Because the British institute had been Sam’s idea, and he had fought to keep it funded, she assumed he would be pleased to have his faith confirmed and hoped, too, it would help offset his deep depression. Neither idea worked out. Sam’s response was indifference. He also rejected a suggestion that he fly to Britain to talk with Martin Peat-Smith and judge the significance of what was happening.
“Thank you, no,” he told Celia. “I’m sure you can find out what you need by other means.”
But even Sam’s attitude did not change the fact that Harlow could now loom large in Felding-Roth’s future.
And something else.
Vincent Lord’s long years of research into what was known chemically as “the quenching of free radicals,” the elimination of dangerous side effects from otherwise good drugs, had at last shown positive results. These were so auspicious—with all the indications of a major scientific breakthrough, something Lord had always coveted—that a massive research effort in Felding-Roth’s U.S. laboratories was now being directed toward final development.
While the British Peptide 7 was clearly the drug that would be ready first, Vincent Lord’s creation, provisionally named Hexin W, was likely to be only a year or two behind.
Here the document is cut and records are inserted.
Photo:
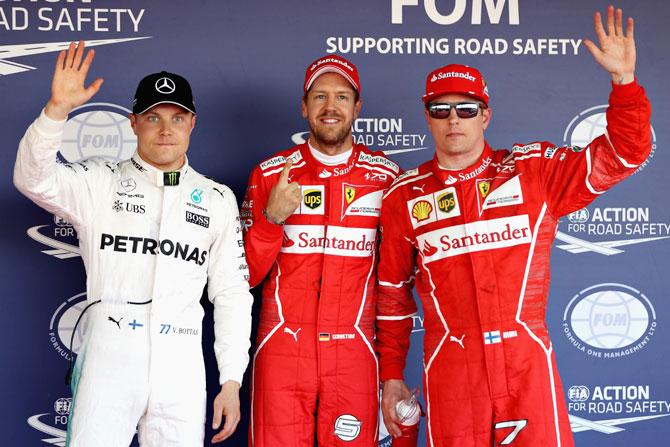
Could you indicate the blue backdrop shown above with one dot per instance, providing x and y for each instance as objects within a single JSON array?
[{"x": 608, "y": 310}]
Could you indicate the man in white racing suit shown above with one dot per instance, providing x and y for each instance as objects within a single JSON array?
[{"x": 152, "y": 233}]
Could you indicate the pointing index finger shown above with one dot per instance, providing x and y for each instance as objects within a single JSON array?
[{"x": 283, "y": 177}]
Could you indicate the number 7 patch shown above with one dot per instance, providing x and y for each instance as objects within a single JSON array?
[{"x": 518, "y": 426}]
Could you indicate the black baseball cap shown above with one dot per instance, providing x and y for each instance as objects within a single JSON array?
[{"x": 163, "y": 88}]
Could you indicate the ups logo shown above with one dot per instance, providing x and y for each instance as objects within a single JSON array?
[
  {"x": 312, "y": 198},
  {"x": 446, "y": 202}
]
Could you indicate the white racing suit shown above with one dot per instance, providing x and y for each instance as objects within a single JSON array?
[{"x": 149, "y": 246}]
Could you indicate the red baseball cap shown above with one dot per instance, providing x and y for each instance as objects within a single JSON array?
[
  {"x": 332, "y": 64},
  {"x": 455, "y": 78}
]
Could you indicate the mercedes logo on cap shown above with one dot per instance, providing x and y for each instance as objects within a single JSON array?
[{"x": 165, "y": 86}]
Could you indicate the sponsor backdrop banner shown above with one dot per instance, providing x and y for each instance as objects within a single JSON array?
[{"x": 608, "y": 311}]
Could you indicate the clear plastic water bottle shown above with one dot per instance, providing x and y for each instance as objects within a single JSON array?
[{"x": 409, "y": 413}]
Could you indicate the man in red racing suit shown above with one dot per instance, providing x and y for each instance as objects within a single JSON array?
[
  {"x": 315, "y": 369},
  {"x": 480, "y": 236}
]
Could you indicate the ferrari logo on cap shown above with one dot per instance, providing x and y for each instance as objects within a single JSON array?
[{"x": 349, "y": 194}]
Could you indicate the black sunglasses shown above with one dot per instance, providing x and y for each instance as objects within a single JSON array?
[{"x": 442, "y": 110}]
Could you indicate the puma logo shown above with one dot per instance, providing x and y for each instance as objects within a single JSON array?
[
  {"x": 118, "y": 323},
  {"x": 457, "y": 340},
  {"x": 294, "y": 334}
]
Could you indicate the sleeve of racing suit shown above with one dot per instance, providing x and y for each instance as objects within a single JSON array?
[
  {"x": 395, "y": 303},
  {"x": 262, "y": 239},
  {"x": 572, "y": 177},
  {"x": 228, "y": 290},
  {"x": 62, "y": 189}
]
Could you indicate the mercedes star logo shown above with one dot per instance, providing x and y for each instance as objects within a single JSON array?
[{"x": 165, "y": 86}]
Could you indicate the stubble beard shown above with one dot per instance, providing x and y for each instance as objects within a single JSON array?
[{"x": 332, "y": 137}]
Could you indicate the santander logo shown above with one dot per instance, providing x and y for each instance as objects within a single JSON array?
[{"x": 338, "y": 241}]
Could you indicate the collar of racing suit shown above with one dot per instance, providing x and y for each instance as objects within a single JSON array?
[
  {"x": 155, "y": 175},
  {"x": 452, "y": 176}
]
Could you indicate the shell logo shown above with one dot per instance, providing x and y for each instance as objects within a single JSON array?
[{"x": 421, "y": 210}]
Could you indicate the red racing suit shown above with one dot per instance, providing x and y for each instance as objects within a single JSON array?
[
  {"x": 315, "y": 351},
  {"x": 476, "y": 243}
]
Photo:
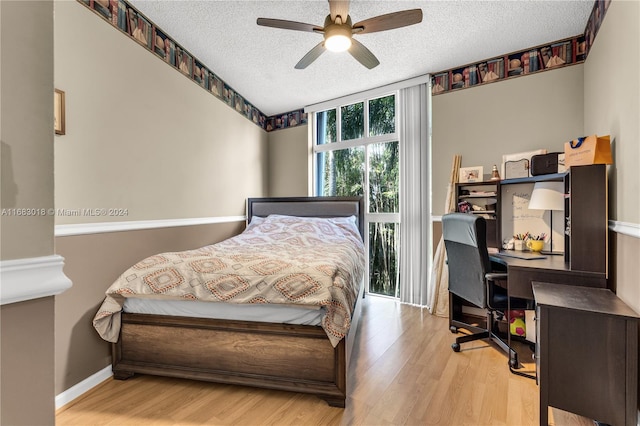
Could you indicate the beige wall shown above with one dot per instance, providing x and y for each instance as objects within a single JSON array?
[
  {"x": 611, "y": 102},
  {"x": 26, "y": 133},
  {"x": 94, "y": 263},
  {"x": 521, "y": 114},
  {"x": 142, "y": 136},
  {"x": 289, "y": 162},
  {"x": 25, "y": 127},
  {"x": 612, "y": 106}
]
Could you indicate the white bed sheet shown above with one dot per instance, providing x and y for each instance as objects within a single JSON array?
[{"x": 285, "y": 314}]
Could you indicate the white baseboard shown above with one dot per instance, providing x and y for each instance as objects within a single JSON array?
[{"x": 84, "y": 386}]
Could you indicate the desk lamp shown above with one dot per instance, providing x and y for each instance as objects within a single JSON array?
[{"x": 548, "y": 196}]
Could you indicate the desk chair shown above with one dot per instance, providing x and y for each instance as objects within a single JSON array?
[{"x": 472, "y": 279}]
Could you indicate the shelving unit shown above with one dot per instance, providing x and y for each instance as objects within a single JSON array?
[
  {"x": 480, "y": 198},
  {"x": 585, "y": 218}
]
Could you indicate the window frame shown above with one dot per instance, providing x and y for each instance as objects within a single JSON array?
[{"x": 366, "y": 141}]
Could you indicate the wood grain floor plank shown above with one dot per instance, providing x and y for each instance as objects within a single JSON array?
[{"x": 403, "y": 372}]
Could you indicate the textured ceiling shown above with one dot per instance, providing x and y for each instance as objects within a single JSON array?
[{"x": 258, "y": 62}]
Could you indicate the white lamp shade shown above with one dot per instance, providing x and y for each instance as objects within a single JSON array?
[{"x": 547, "y": 196}]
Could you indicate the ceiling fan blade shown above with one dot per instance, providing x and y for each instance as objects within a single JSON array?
[
  {"x": 363, "y": 55},
  {"x": 311, "y": 56},
  {"x": 339, "y": 8},
  {"x": 288, "y": 25},
  {"x": 388, "y": 21}
]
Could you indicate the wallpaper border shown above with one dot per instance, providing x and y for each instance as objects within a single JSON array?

The second development had another effect. It made Lord’s future more secure at Felding-Roth. Celia had at first considered—in view of Lord’s strong advocacy of Montayne, and for other general reasons—replacing him when an opportunity arose. Yet now he seemed too valuable to lose.
Thus, surprisingly, and despite the overhanging shadow of Montayne, the company climate suddenly looked brighter.
6
At Harlow, Yvonne Evans and Martin Peat-Smith were spending an increasing amount of time together.
Although Yv
onne still kept a small apartment she had rented when beginning work at the Felding-Roth institute, she was seldom there. Every weekend and most weeknights she was at Martin’s house, where she happily took over the domestic side of Martin’s life as well as attending to his—and her own—sexual needs.
Yvonne had reorganized the kitchen, which was now orderly and gleaming. From it she produced appetizing meals, exercising a talent as a versatile cook which seemed to come to her naturally and which she enjoyed. Each morning before they left, separately, for work, she made the bed she and Martin shared, seeing to it that the linen was clean and changed more frequently than in the past. She left notes with instructions for the “daily,” the cleaning woman, with the result that the remainder of the house took on the immaculate appearance that comes from an eye for detail, which Yvonne had, and proper supervision.
Some changes in the pet ménage were also made by Yvonne.
She added a Siamese cat of her own. Then, one Saturday when Martin was working but Yvonne wasn’t, she brought a saw and other tools with which she constructed a hinged “cat flap” in a rear downstairs door. It meant that the cats were free to come and go at any time, the effect being healthier for the pets and for the household.
Also, when Yvonne stayed overnight she exercised the dogs in the early morning, supplementing the regular exercise Martin gave them every evening.
Martin loved it all.
Something else he loved was Yvonne’s cheerful, usually inconsequential chatter. She talked about a multitude of subjects, few of great importance—current films, the private lives of stars, pop musicians and their offstage antics; which London stores were having sales, and the latest buys at Marks and Spencer; the telly; gossip of the institute—who had become engaged, was pregnant, or about to be divorced; sexual excesses of the clergy, as reported in the vigilant British press; even a political scandal or two … Yvonne absorbed such matters, garnered from listening and selective reading, like a sponge.